United States District Court, W.D. Texas, Austin Division

September 13, 2017

JUAN VEGA, on behalf of himself and all others similarly situated




         Before the Court are Plaintiff's Motion for Conditional Certification of a Collective Action and Authorization for Notice (Dkt. No. 15); Defendant's Response (Dkt. No. 19); and Plaintiff's Reply (Dkt. No. 21). The District Court referred the motion to the undersigned for a report and recommendation pursuant to 28 U.S.C. §636(b) and Rule 1(c) of Appendix C of the Local Rules.


         This is a collective action brought pursuant to the Fair Labor Standards Act. The Plaintiff, Juan Vega was employed as an installation technician for Point Security from 2014 until July of 2015. Dkt. No. 1. Point Security provides security monitoring and security equipment to business and residential customers. Its corporate office is in Hutto, Texas and it has additional offices in San Antonio, Houston, Dallas/Fort Worth, and Waco/Killeen. Point Security sells security equipment, such as alarm systems, motion detectors, and cameras, and it employs installation technicians to install this equipment. An installation technician's regular job duties consist of installing security equipment, such as sensors, keypads, and cameras at the homes and businesses of Point Security customers. Installation technicians are paid at a “piece rate” of a defined amount for each type of installation performed, or set rate for each service call, or at a flat weekly rate-whichever was higher.
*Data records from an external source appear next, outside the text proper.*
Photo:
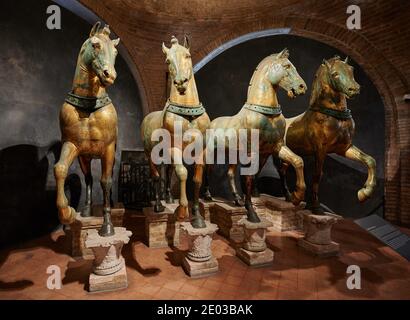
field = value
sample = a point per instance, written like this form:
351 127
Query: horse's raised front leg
232 185
181 172
158 207
282 168
85 164
207 174
68 153
355 153
107 164
288 156
197 219
314 204
168 195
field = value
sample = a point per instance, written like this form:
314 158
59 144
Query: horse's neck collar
87 103
190 98
261 91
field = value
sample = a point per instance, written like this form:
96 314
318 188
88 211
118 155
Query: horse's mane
261 64
321 73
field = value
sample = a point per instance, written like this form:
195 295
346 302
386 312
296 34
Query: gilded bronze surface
327 127
89 134
272 72
183 93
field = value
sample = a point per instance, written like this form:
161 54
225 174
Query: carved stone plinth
81 226
226 216
109 272
253 250
284 215
199 261
161 228
317 238
205 208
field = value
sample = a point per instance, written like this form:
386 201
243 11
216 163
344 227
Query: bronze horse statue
88 124
263 112
183 109
327 127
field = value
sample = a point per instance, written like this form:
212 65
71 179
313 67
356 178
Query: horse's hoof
253 217
107 229
181 213
288 196
208 196
169 198
66 215
86 212
198 222
239 202
364 193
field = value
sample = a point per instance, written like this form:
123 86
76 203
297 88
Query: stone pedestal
199 261
226 216
109 272
254 251
317 238
81 225
161 228
284 215
205 208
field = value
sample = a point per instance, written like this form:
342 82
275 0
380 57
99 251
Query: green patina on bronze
338 114
268 110
89 104
184 110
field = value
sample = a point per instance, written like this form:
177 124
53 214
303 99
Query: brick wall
380 47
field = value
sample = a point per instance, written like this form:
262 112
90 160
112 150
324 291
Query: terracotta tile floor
157 274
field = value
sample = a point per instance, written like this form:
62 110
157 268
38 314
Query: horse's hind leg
107 164
282 168
197 220
232 185
355 153
181 211
85 164
68 153
168 195
287 155
207 174
158 207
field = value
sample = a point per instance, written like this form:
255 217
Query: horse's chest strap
184 110
268 110
88 104
338 114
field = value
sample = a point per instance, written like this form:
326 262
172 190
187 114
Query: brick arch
388 81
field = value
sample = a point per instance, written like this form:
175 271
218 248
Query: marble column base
81 226
161 228
256 259
109 271
199 261
111 282
197 269
254 251
318 231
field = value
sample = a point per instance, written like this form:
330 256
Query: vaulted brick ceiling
380 47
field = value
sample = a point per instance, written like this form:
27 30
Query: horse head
98 54
340 75
283 73
179 63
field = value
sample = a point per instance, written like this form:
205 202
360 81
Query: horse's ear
284 54
327 64
95 28
115 42
164 49
187 42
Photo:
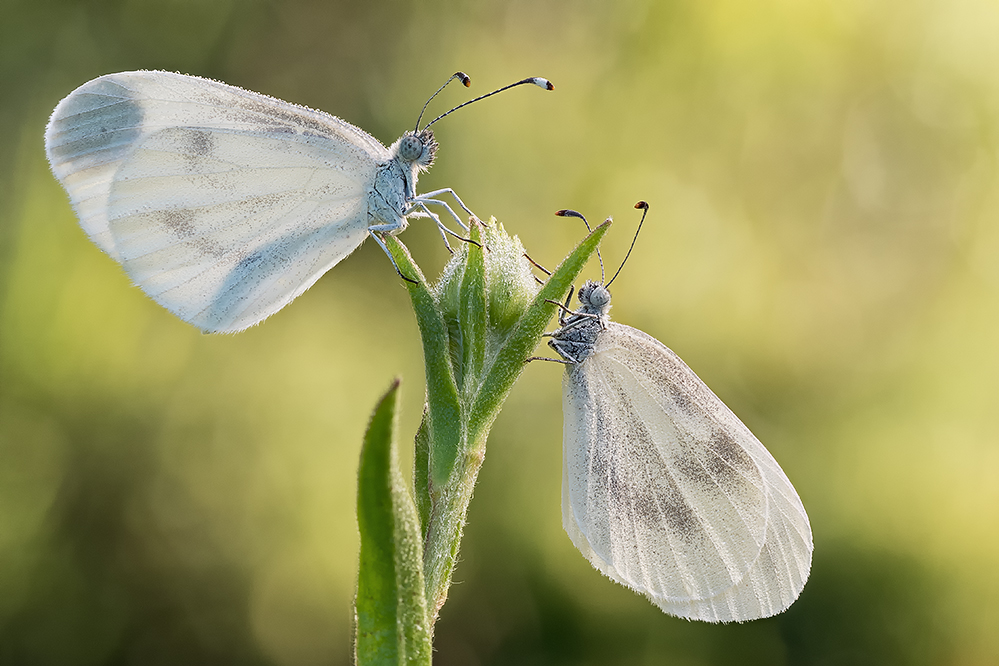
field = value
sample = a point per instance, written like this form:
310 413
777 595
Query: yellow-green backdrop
822 248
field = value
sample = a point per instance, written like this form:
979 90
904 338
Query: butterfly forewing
220 203
667 492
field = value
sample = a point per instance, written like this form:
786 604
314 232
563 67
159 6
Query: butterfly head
417 148
594 298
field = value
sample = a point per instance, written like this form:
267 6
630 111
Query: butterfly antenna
568 212
465 80
644 207
536 80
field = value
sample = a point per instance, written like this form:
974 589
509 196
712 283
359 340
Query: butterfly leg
545 358
424 211
448 190
376 234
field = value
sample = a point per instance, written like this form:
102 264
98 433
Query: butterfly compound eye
599 297
410 148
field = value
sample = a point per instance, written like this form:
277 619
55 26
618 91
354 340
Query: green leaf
444 408
509 362
450 503
472 316
392 623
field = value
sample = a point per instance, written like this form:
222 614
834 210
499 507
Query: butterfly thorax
394 187
574 339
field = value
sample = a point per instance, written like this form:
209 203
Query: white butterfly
664 489
222 204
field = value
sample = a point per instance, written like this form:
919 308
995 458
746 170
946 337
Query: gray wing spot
181 223
632 469
729 461
199 143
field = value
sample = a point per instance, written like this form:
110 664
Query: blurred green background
822 248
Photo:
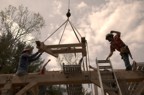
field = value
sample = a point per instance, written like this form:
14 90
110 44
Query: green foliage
15 25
Dkt. No. 1 at ¶ 41; Dkt. No. 15 at 1. Installation technicians are provided a company truck to complete their work, but are required to pay for maintenance and gas for the trucks themselves, which Vega alleges costs hundreds of dollars per month. Dkt. No. 1 at ¶ 44. Vega alleges that he and other installation technicians regularly work in excess of 60 hours per week. Dkt. No. 1 at ¶ 42.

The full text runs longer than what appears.